All four major components of Downtown's former vibrancy have been largely removed: department stores, specialty shops, movie theaters, combat zone.
 
It is sad that it can't survive as a bargain district, though.
It can. In fact, it's probably its best chance; but you have to convince the greedy and unrealistic landlords with their empty storefronts, the powers-that-be in the business community, and City Hall. It's ideally positioned for this tough economy, and it has the greatest flagship of the bargain retailing community: Filene's Basement. (That is, if they ever come back...)

Downtown needs to recognize it can't be Newbury Street. It's downmarket and midmarket, and that's a fine place to be.
 
When the major landlords are Ron Druker, the Levin Family Trust, and others in a similar vein, do you really think rents will be reduced to attract tenants?

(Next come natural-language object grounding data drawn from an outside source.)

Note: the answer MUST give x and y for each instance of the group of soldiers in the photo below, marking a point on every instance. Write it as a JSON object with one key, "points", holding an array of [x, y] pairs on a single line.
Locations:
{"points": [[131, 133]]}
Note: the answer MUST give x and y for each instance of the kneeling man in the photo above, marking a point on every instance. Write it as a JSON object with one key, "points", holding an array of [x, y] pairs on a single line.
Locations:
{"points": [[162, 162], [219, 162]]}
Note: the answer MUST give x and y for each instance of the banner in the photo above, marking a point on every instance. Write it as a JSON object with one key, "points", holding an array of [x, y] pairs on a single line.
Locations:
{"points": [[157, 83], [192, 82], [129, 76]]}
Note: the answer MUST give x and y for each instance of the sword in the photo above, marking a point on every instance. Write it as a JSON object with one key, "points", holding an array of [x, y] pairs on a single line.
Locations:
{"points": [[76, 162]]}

The whole area has fallen victim to unrealistic development speculation ever since Tremont on the Common went up.
 
I don't see City Hall as a significant obstacle here. It's the landlords with vacant property that need to take the initiative. Perhaps a BID or a Main Streets-like organization can help.
 
Ron, Menino and the BRA have been flat out against a BID in Downtown Crossing for almost two decades.
 
And look where that has gotten us!

A powerless neighborhood association whom wishes to improve the area, but isn't allowed to do so.

A clueless Redevelopment Authority which hasn't been capable of crafting a coherent, intelligent, and funded master plan in 30 years for Downtown Crossing.

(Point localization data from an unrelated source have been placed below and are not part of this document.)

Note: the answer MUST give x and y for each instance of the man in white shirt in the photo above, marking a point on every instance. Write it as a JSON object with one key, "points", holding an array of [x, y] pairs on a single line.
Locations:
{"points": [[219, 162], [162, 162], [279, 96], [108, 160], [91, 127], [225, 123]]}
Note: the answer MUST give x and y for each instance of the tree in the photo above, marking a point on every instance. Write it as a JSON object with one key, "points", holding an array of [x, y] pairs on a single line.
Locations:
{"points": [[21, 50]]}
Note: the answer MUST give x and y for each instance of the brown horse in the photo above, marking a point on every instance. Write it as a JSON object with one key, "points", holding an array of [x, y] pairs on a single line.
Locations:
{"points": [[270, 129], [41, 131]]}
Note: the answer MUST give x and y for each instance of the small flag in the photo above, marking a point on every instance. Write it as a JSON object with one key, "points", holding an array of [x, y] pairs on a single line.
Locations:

A power hungry Mayor and City Government which won't acknowledge they can't fix a problem and refuses to cede power to those whom can.

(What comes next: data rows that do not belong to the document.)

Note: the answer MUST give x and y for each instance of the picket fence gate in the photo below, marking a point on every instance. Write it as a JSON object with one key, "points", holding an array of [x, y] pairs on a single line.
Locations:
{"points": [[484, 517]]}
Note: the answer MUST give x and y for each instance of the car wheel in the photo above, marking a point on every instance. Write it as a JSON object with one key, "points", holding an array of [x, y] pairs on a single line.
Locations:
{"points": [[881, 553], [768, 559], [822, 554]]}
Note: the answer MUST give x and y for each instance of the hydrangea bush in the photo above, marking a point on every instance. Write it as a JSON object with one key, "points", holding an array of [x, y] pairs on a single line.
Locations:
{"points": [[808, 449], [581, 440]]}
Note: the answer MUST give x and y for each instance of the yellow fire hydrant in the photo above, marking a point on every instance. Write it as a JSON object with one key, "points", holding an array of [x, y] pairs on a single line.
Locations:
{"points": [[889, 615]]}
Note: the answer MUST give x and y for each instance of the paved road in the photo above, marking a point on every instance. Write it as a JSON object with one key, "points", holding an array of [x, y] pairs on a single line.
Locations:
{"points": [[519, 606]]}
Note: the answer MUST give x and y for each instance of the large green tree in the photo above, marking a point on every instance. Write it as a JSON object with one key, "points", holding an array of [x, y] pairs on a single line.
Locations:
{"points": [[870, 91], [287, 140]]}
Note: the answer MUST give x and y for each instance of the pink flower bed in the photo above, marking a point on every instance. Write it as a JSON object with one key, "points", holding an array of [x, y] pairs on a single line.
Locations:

Allowing neighborhood groups to levy special taxes on members to fund programs and projects co-opts ineffective city government. How dare the little people try to do a job their official elected representatives have failed to, what are they trying to do, make the city government look incompetent? Maybe the unwashed masses will notice the money funding the local groups is better managed and spent than by those taxes paid to the city. Maybe that leadership will eventually run for public office with broad public support and remove the ineffective louts, now wouldn't that be a shame?

BIDs helped sidestep entrenched political hacks in New York City, there's no way in hell the pension pirates here are going to let some community and business groups usurp them. That ball is never going to be allowed to start rolling, too many legacy jobs at stake for the political class.
 
Main Streets organizations have done a good job where they have been tried elsewhere (e.g. Fields Corner, Roslindale, or for that matter Union Square in Somerville). Time to bring the concept downtown.
 
Seems like, no matter where a thread starts out, it ends up as a discussion of Downtown Crossing's woes.
 
Well it is the place where people meet, the heart of Boston, literally Downtown Crossing, the center of the hub, where all the problems with the city manifest themselves in one way or another.